Zum jugendpolitischen Stellenwert der UN-Kinderrechtskonvention
Kinderrechte im Dialog verwirklichen
von Hartmut Gerstein

Drei Jahre sind vergangen, seit die UN-Konvention über die Rechte des Kindes (KRK) am 5. April 1992 in Deutschland in Kraft getreten ist1. Obwohl von offizieller Seite ständig die Bedeutung dieses internationalen Vertragswerks für die Versorgung, den Schutz und die Mitwirkung von Kindern und Jugendlichen betont wird, hat die Konvention in Deutschland bisher nur geringe Wirksamkeit entfaltet. Ein wichtiger Grund hierfür dürfte darin liegen, daß die Öffentlichkeit allgemein und Vertreter der Interessen von Kindern und Jugendlichen insbesondere erst langsam begonnen haben, die KRK für sich zu entdecken.
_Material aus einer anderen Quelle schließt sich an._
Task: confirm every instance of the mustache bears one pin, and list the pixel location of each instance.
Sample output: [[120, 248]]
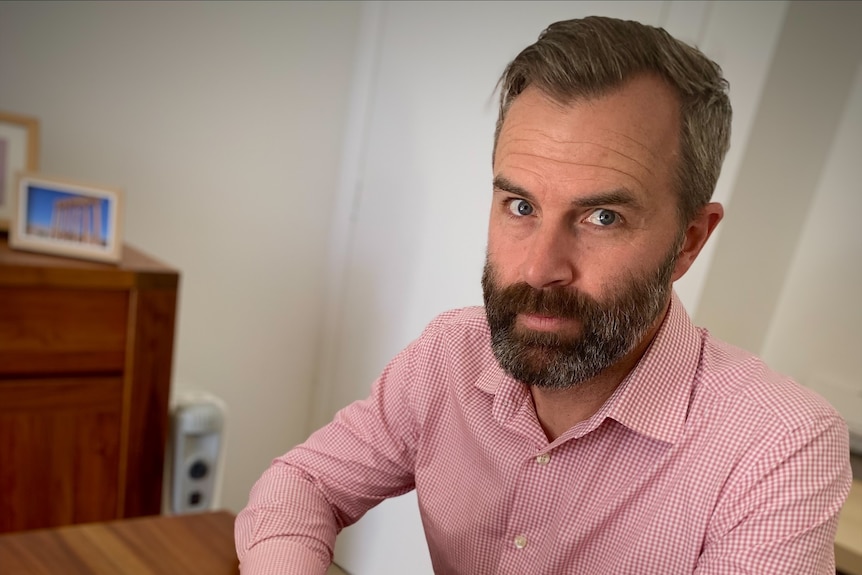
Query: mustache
[[562, 302]]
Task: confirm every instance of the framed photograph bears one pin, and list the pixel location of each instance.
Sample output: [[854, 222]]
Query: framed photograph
[[19, 152], [58, 216]]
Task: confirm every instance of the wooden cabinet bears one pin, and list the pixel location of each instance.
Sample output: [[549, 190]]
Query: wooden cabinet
[[85, 369]]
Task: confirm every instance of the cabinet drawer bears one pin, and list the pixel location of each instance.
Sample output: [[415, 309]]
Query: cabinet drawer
[[45, 331], [59, 451]]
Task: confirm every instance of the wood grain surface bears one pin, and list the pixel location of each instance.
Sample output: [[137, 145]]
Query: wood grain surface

Kinderrechte nur auf dem Papier ?

Wegen ihrer spröden Gesetzessprache, den meist offenen und weichen Formulierungen und ihres weltweiten Geltungsbereichs ist es schwer, aus der KRK konkrete Handlungsschritte für die Umsetzung in Deutschland abzuleiten. Hinzu kommt, daß die Bundesregierung bei der Verabschiedung Interpretations- und Vorbehaltserklärungen ausgerechnet für jene Bereiche formuliert hat, in denen das bestehende Recht in Deutschland offensichtlich den Forderungen der Konvention nicht entspricht. Es kann daher nicht überraschen, daß die Bundesregierung in ihrem über 100 Seiten starken Bericht an die Vereinten Nationen über die Verwirklichung der in dem Übereinkommen anerkannten Kinderrechte vom August 19942 zu dem Ergebnis kommt, daß die KRK in Deutschland weitgehend verwirklicht ist. Würde man dem jedoch folgen, gäbe es für die Umsetzung der KRK in Deutschland keinen Handlungsbedarf.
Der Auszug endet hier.